推測性解碼(Speculative Decoding)實作筆記

Last Updated on 2024-11-05 by Clay

介紹

推測性解碼(Speculative Decoding)是一種實用性極強的加速推理技巧,通過讓小模型(draft model)快速、連續地解碼多個 Tokens 並保留過程中的採樣機率分佈,並讓我們真正希望加速的大模型(target model)在此之上預測下一個 Token —— 同時把過往的每個 Token 位置的採樣機率分佈一次性地計算得出,再透過 target model probs 去驗證 draft model probs 的有效性,並接受足夠可靠的 draft model 的推測解碼 Tokens。

比較詳細的原理,或許可以參考我之前閱讀後整理的 Google 團隊發表的 Speculative Decoding 論文:[論文閱讀] Fast Inference from Transformers via Speculative Decoding

換算成程式,其實概念非常簡單。假設 draft model 解碼了 k 個 tokens,我們依序比較這些 tokens 的機率與 target model 解碼出這些 tokens 的機率,並存在兩種狀況:

  1. draft model token prob <= target model token prob:必定接受 draft model 的解碼,因為 target model 只會有更高的機率解碼出此 token
  2. draft model token prob > target model token prob:我們使用 1 - (target model token prob / draft model token prob) 的機率拒絕此 token

實作

以下是我對於模型計算出 logits 後的採樣參數設計,跟 HuggingFace 有些不同,但我暫時是以此來進行採樣的參數控制。詳細的採樣參數說明,可以參考我的另外一篇實作實驗:大型語言模型的解碼採樣筆記

在這篇實作筆記中,我會比較嚴謹地區分 logitsprobs 的定義:logits 是模型原始計算的最後輸出,理論範圍為 (-inf, inf)probs 由於是機率,為 logits 通過 softmax 計算得到的 (0, 1) 範圍機率分佈。

from typing import Tuple

import warnings
warnings.simplefilter(action="ignore", category=FutureWarning)
warnings.simplefilter(action="ignore", category=UserWarning)

import torch
from transformers import AutoModelForCausalLM, AutoTokenizer


def apply_repetition_penalty(
    logits: torch.FloatTensor,
    prefix_token_ids: torch.LongTensor,
    repetition_penalty: float = 1.0,
) -> torch.FloatTensor:
    batch_size, gamma, vocab_size = logits.shape
    seq_length = prefix_token_ids.shape[1]

    for batch_idx in range(batch_size):
        for gamma_idx in range(gamma):
            current_prefix = prefix_token_ids[batch_idx, :seq_length - gamma + gamma_idx + 1]

            unique_token_ids = set(current_prefix.tolist())
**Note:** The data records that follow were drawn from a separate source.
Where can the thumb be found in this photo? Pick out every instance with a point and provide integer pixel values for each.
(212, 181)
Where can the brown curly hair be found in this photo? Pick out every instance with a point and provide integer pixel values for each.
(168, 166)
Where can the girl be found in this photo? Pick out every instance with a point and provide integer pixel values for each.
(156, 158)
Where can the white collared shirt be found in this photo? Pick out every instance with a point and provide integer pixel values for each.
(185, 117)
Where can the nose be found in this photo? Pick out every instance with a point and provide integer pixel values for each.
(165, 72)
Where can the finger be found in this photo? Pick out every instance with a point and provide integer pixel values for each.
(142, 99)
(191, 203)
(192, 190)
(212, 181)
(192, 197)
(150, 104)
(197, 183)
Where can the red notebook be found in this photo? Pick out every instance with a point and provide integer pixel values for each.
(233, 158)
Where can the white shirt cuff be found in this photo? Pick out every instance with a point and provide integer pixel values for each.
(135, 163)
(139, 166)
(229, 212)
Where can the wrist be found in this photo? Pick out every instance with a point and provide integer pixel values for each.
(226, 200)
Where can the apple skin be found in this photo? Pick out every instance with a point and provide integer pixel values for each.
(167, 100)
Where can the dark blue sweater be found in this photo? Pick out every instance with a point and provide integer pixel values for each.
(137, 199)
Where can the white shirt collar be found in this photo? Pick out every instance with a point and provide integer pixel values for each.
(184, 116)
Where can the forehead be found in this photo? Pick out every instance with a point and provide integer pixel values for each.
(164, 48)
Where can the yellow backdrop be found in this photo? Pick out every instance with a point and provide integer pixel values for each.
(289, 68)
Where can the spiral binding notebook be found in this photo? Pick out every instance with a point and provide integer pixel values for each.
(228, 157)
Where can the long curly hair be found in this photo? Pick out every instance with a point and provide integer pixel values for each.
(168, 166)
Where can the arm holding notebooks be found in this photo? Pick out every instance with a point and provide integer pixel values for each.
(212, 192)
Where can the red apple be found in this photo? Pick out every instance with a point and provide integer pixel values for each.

            for token_id in unique_token_ids:
                if logits[batch_idx, gamma_idx, token_id] > 0:
                    logits[batch_idx, gamma_idx, token_id] /= repetition_penalty
                else:
                    logits[batch_idx, gamma_idx, token_id] *= repetition_penalty

    return logits

def top_k_filtering(logits: torch.FloatTensor, top_k: int) -> torch.FloatTensor:
    if top_k > 0:
        values, _ = torch.topk(logits, top_k, dim=-1)
        min_values = values[:, :, -1].unsqueeze(dim=-1)
        logits = torch.where(logits < min_values, torch.full_like(logits, -float("Inf")), logits)

    return logits


def top_p_filtering(logits: torch.Tensor, top_p: float) -> torch.Tensor:
    sorted_logits, sorted_indices = torch.sort(logits, descending=True, dim=-1)
    cumulative_probs = torch.cumsum(torch.softmax(sorted_logits, dim=-1), dim=-1)
    
    # Find the position of accumulation probs > top_p
    sorted_indices_to_remove = cumulative_probs > top_p
    
    # Get at least one element
    sorted_indices_to_remove[:, :, 1:] = sorted_indices_to_remove[:, :, :-1].clone()
    sorted_indices_to_remove[:, :, 0] = False
    
    # Create the mask that have the same shape of logits
    indices_to_remove = sorted_indices_to_remove.scatter(2, sorted_indices, sorted_indices_to_remove)
    logits = logits.masked_fill(indices_to_remove, -float("Inf"))
    
    return logits


def sample_next_token(
    logits: torch.FloatTensor,
    prefix_token_ids: torch.LongTensor,
    temperature: float = 1.0,
    top_k: int = 0,
    top_p: float = 1.0,
    repetition_penalty: float = 1.0,
    eps: float = 1e-7,
    probs_num: int = 1,
) -> Tuple[torch.FloatTensor, torch.FloatTensor]:
    curr_logits = logits[:, -probs_num:, :]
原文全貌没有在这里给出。